Existing scoring systems, such as the CHESS [41], SDASH [28], PS3 [29], and CARAS [42], use variables present at the time the patient presents with acute hydrocephalus requiring EVD placement, but these are unable to give time-varying knowledge of shunt dependency (or ability to wean from EVD) or have an AUC that is comparable with our model. The recent MAGE [12] score also included mean daily CSF output, but the model’s AUC was only 0.6. There is wide diversity among these scores’ prognostic factors [1, 7, 28, 29, 41,42,43], their variable accuracy in their predictions [44], and their applicability in modern practice [45].

We relate CSF output with the change in ventricle size over time, which could be considered a biometric informed by intracranial compliance and resistance to CSF outflow. The correlation of decreasing hydrocephalus and CSF output suggests a ventricular system that, unaided, cannot independently accommodate for either high resistance to CSF outflow or CSF overproduction. Our model incorporates dynamism or change over time in ventricular size in relation to CSF drainage and improves upon a model using standalone BCI values. Our model may serve as a tool for early estimation of shunt dependency and recognition of patients requiring relative pressures to drive flow through CSF efflux pathways to decrease EVD placement days and associated complications. Our study is a positive step toward the development of objective and reproducible dynamic parameters that can help identify patients that will become VPS dependent.

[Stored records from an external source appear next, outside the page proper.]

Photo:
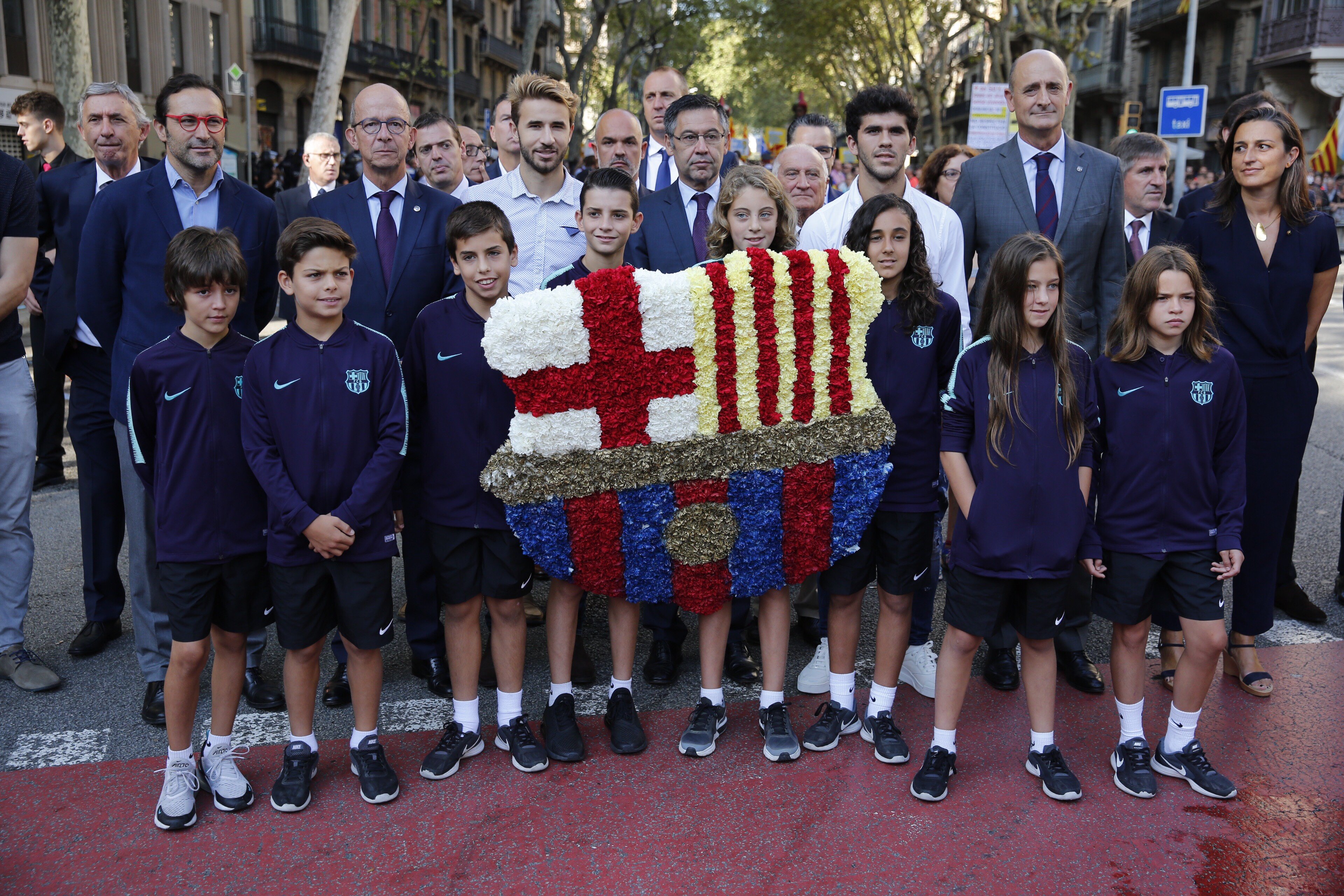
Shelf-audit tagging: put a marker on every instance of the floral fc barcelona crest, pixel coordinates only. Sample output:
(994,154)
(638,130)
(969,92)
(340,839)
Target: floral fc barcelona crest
(357,382)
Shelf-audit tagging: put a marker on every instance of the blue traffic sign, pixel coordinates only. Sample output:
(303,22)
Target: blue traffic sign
(1181,112)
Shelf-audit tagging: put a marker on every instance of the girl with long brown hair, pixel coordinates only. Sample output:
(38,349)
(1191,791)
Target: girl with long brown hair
(1018,456)
(1171,488)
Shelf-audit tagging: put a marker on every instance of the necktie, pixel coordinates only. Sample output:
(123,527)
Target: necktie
(664,173)
(1135,246)
(386,236)
(702,226)
(1048,210)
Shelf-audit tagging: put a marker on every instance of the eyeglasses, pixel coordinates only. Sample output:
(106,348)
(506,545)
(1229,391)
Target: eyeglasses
(214,124)
(690,140)
(373,125)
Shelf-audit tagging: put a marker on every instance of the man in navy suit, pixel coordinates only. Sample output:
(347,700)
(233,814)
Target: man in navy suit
(401,230)
(120,296)
(672,238)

There are limitations to our study. First, this study had a small sample size (n = 58), limiting the complexity of the model that we can derive. Although the classification performance is good, it does not achieve a level of sensitivity and specificity to be clinically useful yet. We seek to increase the sample size for enhanced model development. Further, the model results depend on the BCI, which requires (albeit minimal effort from) skilled individuals. The automatic calculation of BCI would make our methodology even more feasible. Additionally, our model doesn’t include an EVD level relative to the tragus, which might be a confounder in our study. Although the practice of keeping the EVD level at 10 cm H2O above the tragus during the vasospasm window is standard at our institution, we cannot exclude the possibility that the rare instance of an EVD being set unusually low or high could introduce bias by the changes in CSF output in relation to the EVD setting. This should be data that will be included in future validation of this model.

Conclusions

Our study suggests that using validated, objective, and reproducible biometrics of CSF hydrodynamics, CSF output, and ΔBCI can help physicians recognize patients destined for VPS dependency or patients with the ability for EVD to be weaned in a timely way. The model showed moderate accuracy (comparable performance with other well-known scoring systems). Future studies are needed to validate our findings.